I guess being 2.4 times faster exactly corresponds to the speed advantage with cudnn, so my question is solved, assuming that, when @mokemokechicken said it takes 100s for a single game, it was tested under 'normal' setting.

@mokemokechicken Thanks for your detailed analysis. As you're aware, forward time of CNN with variable batchsize scales weirdly. So, when the minibatch size is 8 vs 16, then the difference in required time is negligible, so that the per-image processing time is roughly twice longer for minibatch size of 8. Of course, since your architecture's FLOPs is huge, you can't really have a very large minibatch. I'm not really familiar with virtual loss yet, but I will definitely try vl=30 as that's an impressive speedup!
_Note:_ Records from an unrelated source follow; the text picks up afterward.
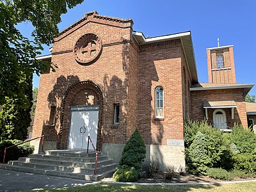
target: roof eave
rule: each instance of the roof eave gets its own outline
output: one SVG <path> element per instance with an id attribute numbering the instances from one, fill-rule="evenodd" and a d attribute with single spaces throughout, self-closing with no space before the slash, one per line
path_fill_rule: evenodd
<path id="1" fill-rule="evenodd" d="M 180 39 L 192 81 L 194 83 L 198 82 L 191 31 L 146 38 L 142 32 L 133 31 L 132 35 L 140 45 Z"/>
<path id="2" fill-rule="evenodd" d="M 41 56 L 35 57 L 36 60 L 46 60 L 51 59 L 52 58 L 52 54 L 43 55 Z"/>
<path id="3" fill-rule="evenodd" d="M 236 88 L 244 88 L 244 93 L 246 95 L 250 90 L 253 88 L 254 84 L 246 84 L 232 86 L 218 86 L 211 87 L 198 87 L 198 88 L 189 88 L 189 91 L 202 91 L 202 90 L 223 90 L 223 89 L 236 89 Z"/>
I'm aware of the importance of the hyperparameter in issue-26.

It seems that playing self-plays is completely sequential in the sense that one game ends and another game starts. In my opinion, it's possible to parallelize it so that you can easily increase the minibatch size rather than naively calling multiple self's. Info of N, W and Q collected in one game are not needed for other games, since the states at later stage are almost never revisited due to the exponentially increasing possible number of configurations. Am I correct? Does increasing parallel_search_num or parallelizing the self-play games for larger minibatch in this sense not really contribute to faster self-play? Maybe any further attempt to parallelize things in AZ is futile, since you've probably already achieved the efficiency that was done in other large-scale group like DeepMind and LeelaZ. So, my question is out of my curiosity.

In Chess, Shogi and Go, the thinking time per move allowed for a human is roughly several minutes. So, the number of simulations per move human performs may not be much larger than 100. A NN+MCTS with 25 sims/move performed on par with a classical MCTS with 500 sims/move in this paper, so this is another (bit tenuous) support for my claim, though the setting is quite different from AZ. If you look at Fig. 5 of the link, for example at iter=0.75e7 the sim/move=1 achieved what sim/move=500 achieved at iter=0.25e7, which makes sim=1 agent 500/(0.75/0.25)=133 times faster until this moment. Of course, its performance soon plateaus, which can be avoided by increasing sims/move, which is opposite to what I suggested before (decreasing sims/move progressively). I understand these are nothing but a heuristic justification. I hope slower yet more policy improvements by MCTS with smaller sims/move and larger iterations will be a practical solution.